The “resistance” during right ventricular ejaculation decreases, and the right ventricular per-stroke (the amount of right heart doing work) is reduced by 20%-25%, which can alleviate the trend of right ventricular hypertrophy in the long run (ultrasound shows that continuous oxygen supplementation for 1 month, and the thickness of the right ventricular wall in the elderly can be reduced by 0.5-1mm), avoiding further decline in right heart function. - Improve activity endurance: breaking the closed loop of “activity – hypoxia – more tired”
The lack of oxygen in the elderly during daily activities (such as going up and down stairs and buying vegetables) is essentially the contradiction between “increased oxygen consumption” and “insufficient oxygen supply”. After oxygen replenishment, the decrease in PaO₂ during activity decreases from 15mmHg to 5-8mmHg, the peak heart rate decreases by 15-20 beats/minute (such as the heart rate of climbing 3 floors decreases from 110 beats/minute to 90 beats/minute), and the peak myocardial oxygen consumption decreases by 30%, thereby reducing the symptoms of chest tightness and shortness of breath after activity and improving daily activity ability.
Safety and adaptability: Why 30% concentration is the “ideal oxygen supplement threshold” for the elderly
The tolerance of oxygen concentration in the elderly is different from that in young people: excessive concentration (>50%) may inhibit the respiratory center (the respiratory center of the elderly decreases sensitivity to CO₂, and hypoxia is an important driver), while excessive concentration (<25%) cannot effectively improve hypoxia. Oxygen therapy at 30% concentration has dual advantages:
- As a “physiological compensatory oxygen supplement”: only improves PaO₂ to the normal level of youth (95-100mmHg), does not interfere with respiratory drive, and is suitable for long-term use for 6-8 hours a day;
- Adaptive cardiopulmonary reserve features of the elderly: It can not only alleviate the basal hypoxia during resting, but also cope with the surge in oxygen demand during activity, avoiding the risk of oxygen poisoning caused by “over-oxygen replenishment” (oxygen poisoning requires FiO₂>60% and lasts for more than 24 hours).
Clinical studies have confirmed that: 30% oxygen is inhaled by elderly people over 70 years old for 4 hours a day, the left ventricular ejaculation fraction (LVEF) can be increased by 3%-5% after 12 weeks, the 6-minute walking distance increases by 50-80 meters, and the systolic blood pressure of the pulmonary artery has steadily decreased – this is the direct evidence that it achieves the dual value of “burden reduction” and “functional protection” by improving the balance of oxygen supply and demand.
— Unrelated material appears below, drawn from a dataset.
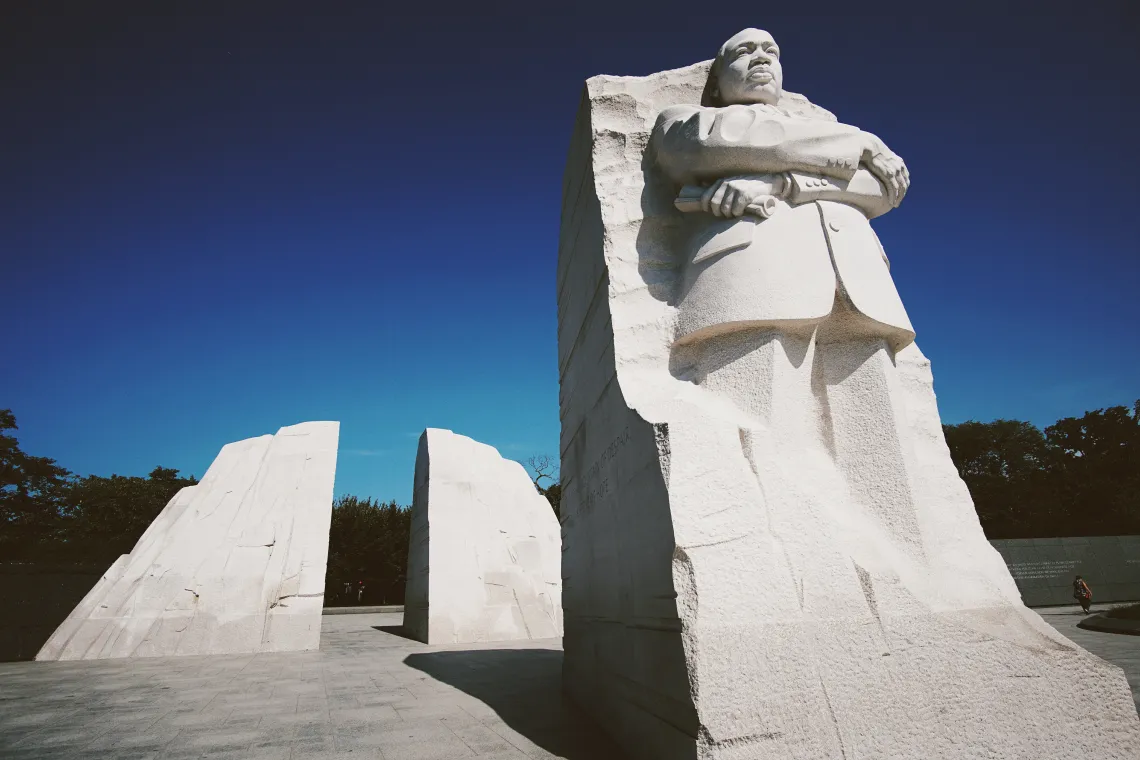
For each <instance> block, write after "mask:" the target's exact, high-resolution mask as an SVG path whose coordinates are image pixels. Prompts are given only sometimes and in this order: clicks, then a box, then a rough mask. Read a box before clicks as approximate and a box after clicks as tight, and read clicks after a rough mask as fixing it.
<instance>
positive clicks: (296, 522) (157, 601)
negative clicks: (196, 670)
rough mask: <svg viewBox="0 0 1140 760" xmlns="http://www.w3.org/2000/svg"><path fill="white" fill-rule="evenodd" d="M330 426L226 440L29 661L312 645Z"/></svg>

In short, our oxygen generator does not “enhance cardiopulmonary function”, but reduces “compensatory overdraft” in the heart and lung system by supplementing the “oxygen utilization gap” caused by aging, helping the elderly maintain a more stable cardiopulmonary state during natural aging. Its scientific nature comes from the precise adaptation of the physiological characteristics of the elderly.